In a video interview with Vlad Costea, Sztorc defended the approach as a necessary funding mechanism and argued that Drivechain’s design specifically prevents “dev capture” – the tendency for a single development team to gain outsized control over a protocol.
The ecash.com website frames the project as a permanent fix to Bitcoin’s scalability and governance problems, not a temporary workaround. The activation client will be published periodically and frozen 30 days before the scheduled fork date, with bug bounty contests planned throughout the summer.
Community Reaction Has Been Polarized
Bitcoin maximalists have largely rejected the proposal. The Satoshi coin reallocation crosses a philosophical red line for many in the community who view the immutability of Bitcoin’s UTXO set as sacrosanct. Even holders who support Drivechains conceptually have raised concerns about the precedent of reassigning coins from dormant addresses.
Supporters argue that BIP300 and BIP301 have failed to gain traction through Bitcoin Core’s consensus process despite years of discussion, and that a hard fork is the only viable path to deploying merged-mined sidechains at scale.
The fork is now 118 days away. Whether eCash gains mining support, exchange listings, or meaningful adoption remains an open question – but the announcement guarantees that Drivechain will dominate Bitcoin discourse through the summer of 2026.
FAQ
What is the eCash Bitcoin hard fork?
eCash is a planned August 2026 hard fork of Bitcoin proposed by developer Paul Sztorc.
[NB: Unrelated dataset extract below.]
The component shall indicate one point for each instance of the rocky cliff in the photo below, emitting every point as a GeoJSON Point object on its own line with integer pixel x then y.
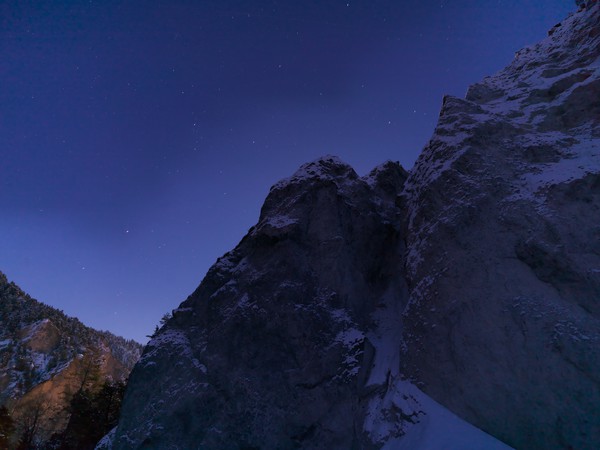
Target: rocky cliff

It activates Drivechain technology (BIP300/BIP301) and gives existing BTC holders an equal number of eCash tokens through a 1:1 coin split.
Will existing Bitcoin holders get eCash tokens?
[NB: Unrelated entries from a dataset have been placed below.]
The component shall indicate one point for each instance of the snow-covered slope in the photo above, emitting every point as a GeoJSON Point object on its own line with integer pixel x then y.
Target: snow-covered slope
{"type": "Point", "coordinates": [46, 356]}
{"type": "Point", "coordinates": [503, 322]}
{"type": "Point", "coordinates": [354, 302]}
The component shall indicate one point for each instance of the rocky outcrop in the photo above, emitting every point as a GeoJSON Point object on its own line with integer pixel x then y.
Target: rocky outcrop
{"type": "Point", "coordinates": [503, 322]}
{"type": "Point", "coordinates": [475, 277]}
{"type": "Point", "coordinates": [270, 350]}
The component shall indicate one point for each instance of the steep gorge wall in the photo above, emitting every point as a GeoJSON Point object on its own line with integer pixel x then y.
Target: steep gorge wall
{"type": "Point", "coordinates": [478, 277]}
Yes. Every BTC holder will receive an equivalent amount of eCash at the time of the split. The only exception involves an estimated 500,000-550,000 coins attributed to Satoshi Nakamoto’s Patoshi-pattern addresses, which would be reallocated.
What are Drivechains?
Drivechains are a proposed Bitcoin scaling solution defined in BIP300 and BIP301 that enables merged-mined Layer 2 chains to operate under Bitcoin’s security umbrella, allowing miners to earn revenue from multiple chains simultaneously.